Mechanical Reproduction of the Internet

I’ve been reading Walter Benjamin’s “The Work of Art in the Age of Mechanical Reproduction” (PDF) as a part of the Communication studies class I’m taking at Athabasca. It’s dense, but makes a lot of sense to me. Particularly his writing about film, and how anyone can be an “actor” in film, sometimes by accident even. Certainly that might have been the case in the 1920’s, but as further commercialization of the film industry occurred, less people and more “actors” appear in constructed states. Sure, documentaries are different, but the expectation of reality in a documentary is much higher than a film. ┬áTo me, this is the same sort of premise that YouTube and video sharing sites get people to contribute content – even you can be the object of attention on YouTube. I see parallels between early film and online video, with a big exception – online video has years of experience with video and film to draw upon so it’s been getting quicker up to speed. Online video where everyone can be an actor is slowly giving way to online actor, but without an audience.
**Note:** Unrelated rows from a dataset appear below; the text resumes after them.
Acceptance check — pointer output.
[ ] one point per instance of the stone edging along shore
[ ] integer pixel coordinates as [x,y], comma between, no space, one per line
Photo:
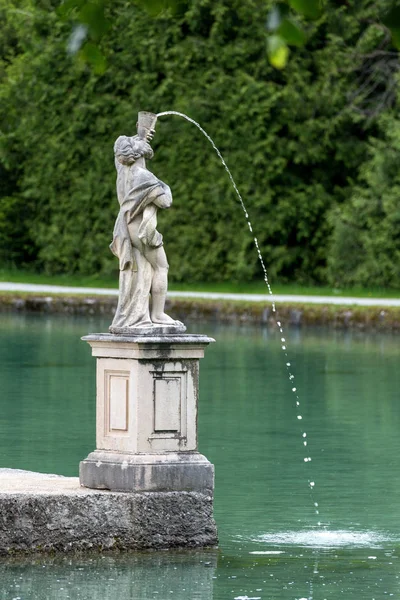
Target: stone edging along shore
[223,311]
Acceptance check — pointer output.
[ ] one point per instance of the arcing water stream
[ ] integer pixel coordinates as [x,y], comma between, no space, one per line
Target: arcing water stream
[307,459]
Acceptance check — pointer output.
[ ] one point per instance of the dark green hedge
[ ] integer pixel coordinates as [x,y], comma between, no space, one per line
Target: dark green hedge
[304,147]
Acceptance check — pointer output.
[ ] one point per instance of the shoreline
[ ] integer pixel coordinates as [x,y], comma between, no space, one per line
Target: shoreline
[336,316]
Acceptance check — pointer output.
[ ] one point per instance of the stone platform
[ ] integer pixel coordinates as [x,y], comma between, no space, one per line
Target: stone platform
[45,513]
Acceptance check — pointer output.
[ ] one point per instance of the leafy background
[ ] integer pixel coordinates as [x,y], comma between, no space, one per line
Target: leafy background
[314,147]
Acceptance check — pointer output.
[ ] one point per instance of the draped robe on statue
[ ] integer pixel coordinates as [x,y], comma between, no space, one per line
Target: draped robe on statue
[139,194]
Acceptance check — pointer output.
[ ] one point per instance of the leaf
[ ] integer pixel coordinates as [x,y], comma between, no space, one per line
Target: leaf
[277,13]
[278,51]
[156,7]
[392,22]
[307,8]
[292,33]
[76,39]
[91,54]
[92,15]
[68,6]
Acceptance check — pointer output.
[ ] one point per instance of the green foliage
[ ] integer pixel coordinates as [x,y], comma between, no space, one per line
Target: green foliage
[292,139]
[365,247]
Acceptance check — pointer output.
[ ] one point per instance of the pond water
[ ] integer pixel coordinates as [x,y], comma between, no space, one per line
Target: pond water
[271,545]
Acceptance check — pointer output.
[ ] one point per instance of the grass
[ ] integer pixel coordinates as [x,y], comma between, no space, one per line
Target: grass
[257,287]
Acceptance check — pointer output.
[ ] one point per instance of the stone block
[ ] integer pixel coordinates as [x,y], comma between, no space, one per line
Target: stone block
[41,512]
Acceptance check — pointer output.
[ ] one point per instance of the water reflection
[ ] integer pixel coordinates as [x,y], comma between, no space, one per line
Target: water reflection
[107,577]
[269,543]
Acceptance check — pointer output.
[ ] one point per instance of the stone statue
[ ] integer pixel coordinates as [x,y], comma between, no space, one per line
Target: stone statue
[136,241]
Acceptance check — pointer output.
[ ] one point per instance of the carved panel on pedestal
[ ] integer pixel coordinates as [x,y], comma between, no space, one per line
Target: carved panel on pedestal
[169,404]
[116,402]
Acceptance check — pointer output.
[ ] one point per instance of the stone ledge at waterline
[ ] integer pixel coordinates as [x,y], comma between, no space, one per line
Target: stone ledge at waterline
[48,513]
[223,311]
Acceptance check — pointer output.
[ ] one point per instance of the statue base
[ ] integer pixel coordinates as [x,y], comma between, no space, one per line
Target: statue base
[146,431]
[151,331]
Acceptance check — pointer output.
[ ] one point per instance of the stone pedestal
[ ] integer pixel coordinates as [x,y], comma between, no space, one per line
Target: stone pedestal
[146,430]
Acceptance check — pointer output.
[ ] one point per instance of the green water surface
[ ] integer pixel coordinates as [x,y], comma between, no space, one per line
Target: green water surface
[273,545]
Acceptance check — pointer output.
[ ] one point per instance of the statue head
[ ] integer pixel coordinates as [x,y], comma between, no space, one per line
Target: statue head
[128,149]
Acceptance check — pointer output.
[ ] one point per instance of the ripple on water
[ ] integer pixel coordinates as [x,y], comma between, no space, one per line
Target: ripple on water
[324,538]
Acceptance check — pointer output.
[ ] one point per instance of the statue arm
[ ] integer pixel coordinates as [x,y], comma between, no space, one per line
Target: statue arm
[161,196]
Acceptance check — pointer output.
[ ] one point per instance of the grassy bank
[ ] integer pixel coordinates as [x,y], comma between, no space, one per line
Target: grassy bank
[257,287]
[223,311]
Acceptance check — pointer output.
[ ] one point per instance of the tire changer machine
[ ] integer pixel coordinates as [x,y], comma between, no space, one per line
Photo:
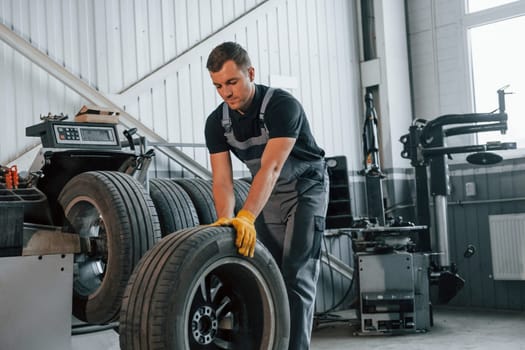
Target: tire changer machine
[399,265]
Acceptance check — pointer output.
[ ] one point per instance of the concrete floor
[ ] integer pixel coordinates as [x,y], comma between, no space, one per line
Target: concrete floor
[454,328]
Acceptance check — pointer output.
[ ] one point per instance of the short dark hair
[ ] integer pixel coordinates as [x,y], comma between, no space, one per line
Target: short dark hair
[225,52]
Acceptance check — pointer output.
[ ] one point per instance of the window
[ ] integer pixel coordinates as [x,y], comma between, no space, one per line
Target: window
[498,59]
[480,5]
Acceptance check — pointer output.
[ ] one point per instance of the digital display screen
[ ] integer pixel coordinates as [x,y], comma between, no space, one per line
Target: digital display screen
[93,134]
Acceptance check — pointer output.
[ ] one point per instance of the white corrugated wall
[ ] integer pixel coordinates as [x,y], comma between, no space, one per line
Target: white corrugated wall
[149,57]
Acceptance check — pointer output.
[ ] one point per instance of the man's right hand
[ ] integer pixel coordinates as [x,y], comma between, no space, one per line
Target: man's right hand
[222,222]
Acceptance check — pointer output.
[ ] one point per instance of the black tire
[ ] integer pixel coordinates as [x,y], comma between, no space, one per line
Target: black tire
[174,206]
[201,195]
[240,189]
[116,218]
[194,291]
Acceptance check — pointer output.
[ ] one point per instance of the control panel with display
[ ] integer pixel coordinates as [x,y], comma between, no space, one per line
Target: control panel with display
[60,134]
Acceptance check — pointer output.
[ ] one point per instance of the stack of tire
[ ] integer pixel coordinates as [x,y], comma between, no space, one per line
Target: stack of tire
[172,281]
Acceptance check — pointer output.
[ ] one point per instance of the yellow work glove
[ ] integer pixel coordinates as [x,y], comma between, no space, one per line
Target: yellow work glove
[246,235]
[222,222]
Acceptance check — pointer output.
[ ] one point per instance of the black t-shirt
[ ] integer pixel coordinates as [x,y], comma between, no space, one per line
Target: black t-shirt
[284,117]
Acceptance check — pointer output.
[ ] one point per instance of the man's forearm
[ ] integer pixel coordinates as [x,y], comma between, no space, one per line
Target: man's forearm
[224,201]
[261,189]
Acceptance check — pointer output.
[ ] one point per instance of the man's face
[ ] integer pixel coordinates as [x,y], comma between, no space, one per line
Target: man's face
[234,85]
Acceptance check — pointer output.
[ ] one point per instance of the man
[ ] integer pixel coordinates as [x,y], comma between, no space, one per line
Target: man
[286,206]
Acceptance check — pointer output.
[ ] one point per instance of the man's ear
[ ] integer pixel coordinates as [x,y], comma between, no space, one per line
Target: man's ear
[251,73]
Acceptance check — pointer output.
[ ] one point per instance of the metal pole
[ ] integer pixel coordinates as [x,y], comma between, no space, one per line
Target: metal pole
[440,207]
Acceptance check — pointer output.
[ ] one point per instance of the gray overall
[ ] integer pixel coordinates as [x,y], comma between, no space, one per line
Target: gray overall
[291,226]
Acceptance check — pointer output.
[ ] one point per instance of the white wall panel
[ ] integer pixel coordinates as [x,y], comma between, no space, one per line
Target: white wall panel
[150,56]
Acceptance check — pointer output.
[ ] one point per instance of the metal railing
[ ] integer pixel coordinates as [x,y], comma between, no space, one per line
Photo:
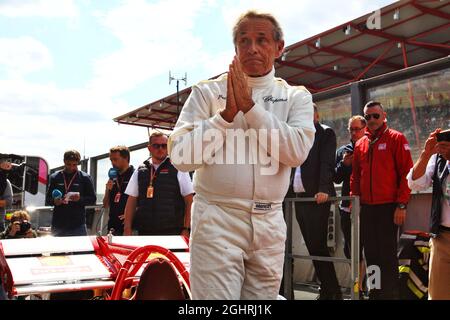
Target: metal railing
[355,244]
[97,223]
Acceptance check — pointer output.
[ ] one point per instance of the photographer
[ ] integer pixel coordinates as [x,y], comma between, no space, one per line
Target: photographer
[5,193]
[432,170]
[19,227]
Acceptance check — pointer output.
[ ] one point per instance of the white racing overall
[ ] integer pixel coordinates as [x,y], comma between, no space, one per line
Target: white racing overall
[237,230]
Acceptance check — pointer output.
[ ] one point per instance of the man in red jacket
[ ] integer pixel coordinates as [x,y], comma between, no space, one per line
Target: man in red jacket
[381,161]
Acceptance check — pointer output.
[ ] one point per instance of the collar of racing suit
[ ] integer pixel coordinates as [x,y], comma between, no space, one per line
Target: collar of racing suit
[261,82]
[374,137]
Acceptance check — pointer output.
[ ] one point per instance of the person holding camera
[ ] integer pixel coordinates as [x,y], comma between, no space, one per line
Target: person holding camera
[432,169]
[70,190]
[6,193]
[19,227]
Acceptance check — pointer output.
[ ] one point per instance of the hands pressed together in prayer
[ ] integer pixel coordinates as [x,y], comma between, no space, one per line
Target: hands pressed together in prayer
[239,94]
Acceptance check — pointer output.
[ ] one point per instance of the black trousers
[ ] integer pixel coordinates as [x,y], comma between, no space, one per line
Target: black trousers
[346,227]
[379,238]
[313,221]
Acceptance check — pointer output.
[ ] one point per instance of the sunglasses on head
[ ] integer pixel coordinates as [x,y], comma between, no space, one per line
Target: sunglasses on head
[376,116]
[355,129]
[159,145]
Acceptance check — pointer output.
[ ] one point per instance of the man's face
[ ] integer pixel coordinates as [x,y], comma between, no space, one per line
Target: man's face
[117,161]
[255,46]
[70,166]
[158,147]
[356,129]
[371,114]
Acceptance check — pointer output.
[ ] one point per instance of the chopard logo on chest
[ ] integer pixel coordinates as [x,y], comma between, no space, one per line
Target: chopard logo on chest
[273,100]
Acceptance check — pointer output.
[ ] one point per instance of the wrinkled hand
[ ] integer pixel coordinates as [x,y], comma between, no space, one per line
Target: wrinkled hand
[239,94]
[348,159]
[321,197]
[241,90]
[399,216]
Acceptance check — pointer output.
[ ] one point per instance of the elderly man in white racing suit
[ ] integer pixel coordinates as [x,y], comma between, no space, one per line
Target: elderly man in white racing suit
[242,133]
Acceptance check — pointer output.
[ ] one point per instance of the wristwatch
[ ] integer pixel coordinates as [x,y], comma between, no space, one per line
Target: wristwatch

Celebrity and online personas are becoming big business, which means as soon as advertising figures out how to get their products placed, and I’m sure they have already figured it out, they’ll really start investing in the folks who are online. I’ve seen my kid, who is an online producer and re-producer, scrutinize someone else’s room online as well as look for clues as to who a person is through their videos. This is advertising at it’s best, getting that word of mouth without paying a dime in ads.

In many ways, advertisers haven’t had to cajole or convince us, we often do the promotion for them. I talk fondly of Desire2Learn, who haven’t paid me to say so, but I do so because I think their product is superior to Blackboard. No one convinced me to say that. At least I think no one convinced me to say that. Or write that. Oh… slippery slope here I go!